MŚ w siatkówce. Bez niespodzianki w pierwszym meczu we …

Mistrzostwa we Wrocławiu zaczęły się derbami Ameryki Łacińskiej - Argentyna grała z Wenezuelą. Faworyt był jeden. Podopieczni Julio Velasco.tylko w pierwszym secie pozwolili rywalom na wyrównaną grę. Przez pewien czas przegrywali, ale w końcówce zachowali więcej zimnej krwi i wygrali do 23. Kolejne dwie partie prowadzili od początku do końca. Jedynym, który dorównywał albi-celestes po drugiej stronie siatki był Kervin Pinerua.
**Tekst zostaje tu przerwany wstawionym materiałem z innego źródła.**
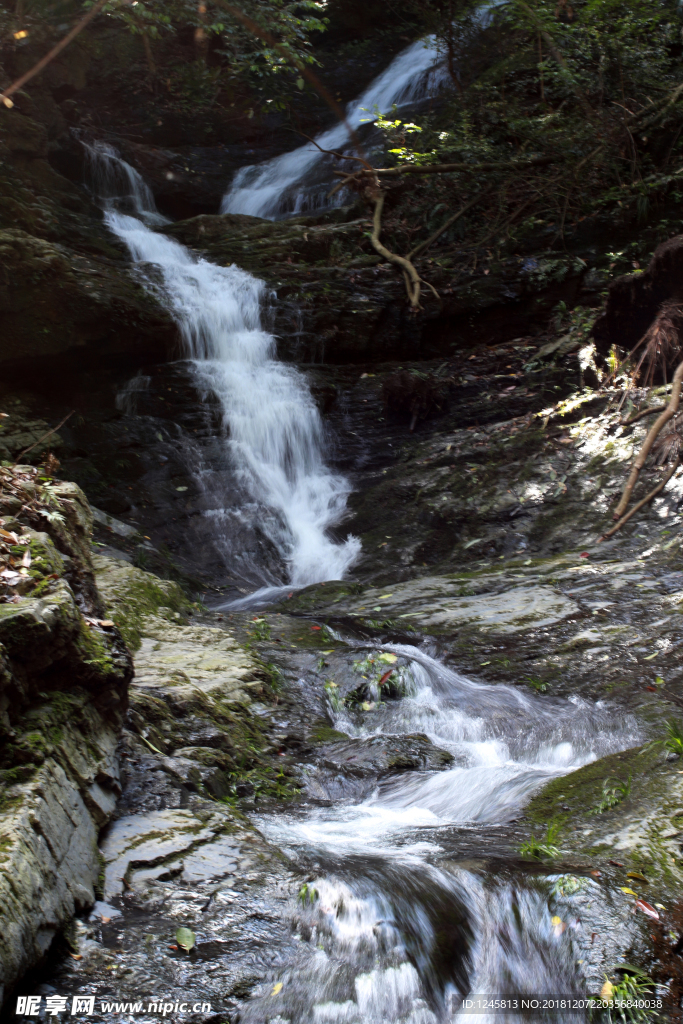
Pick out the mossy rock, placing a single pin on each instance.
(642, 829)
(131, 595)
Niezwykle dynamiczny atakujący zdobył aż 17 punktów, ale w sukurs nie przyszli mu koledzy.

Argentyna w wyjściowej szóstce zagrała bez swojego lidera na rozegraniu Luciano De Cecco, który wchodził tylko na zmany.

MŚ w siatkówce. Grupa A

Wenezuela - Argentyna 0:3 (23:25, 17:25, 19:25)

Wenezuela: Salerno, Carrasco, Pinerua 17, Contrares 4, Chourio 6, Cedeno 6, Mata (libero) oraz Paez, Gomez i Montoya 5

Argentyna: Filardi 5, Uriarte 4, Conte 15, Gonzalez 11, Sole 8, Crer 8, Closter (libero) oraz Darraidou 1, Quiroga 1, De Cecco, Ramos 2 i Toro.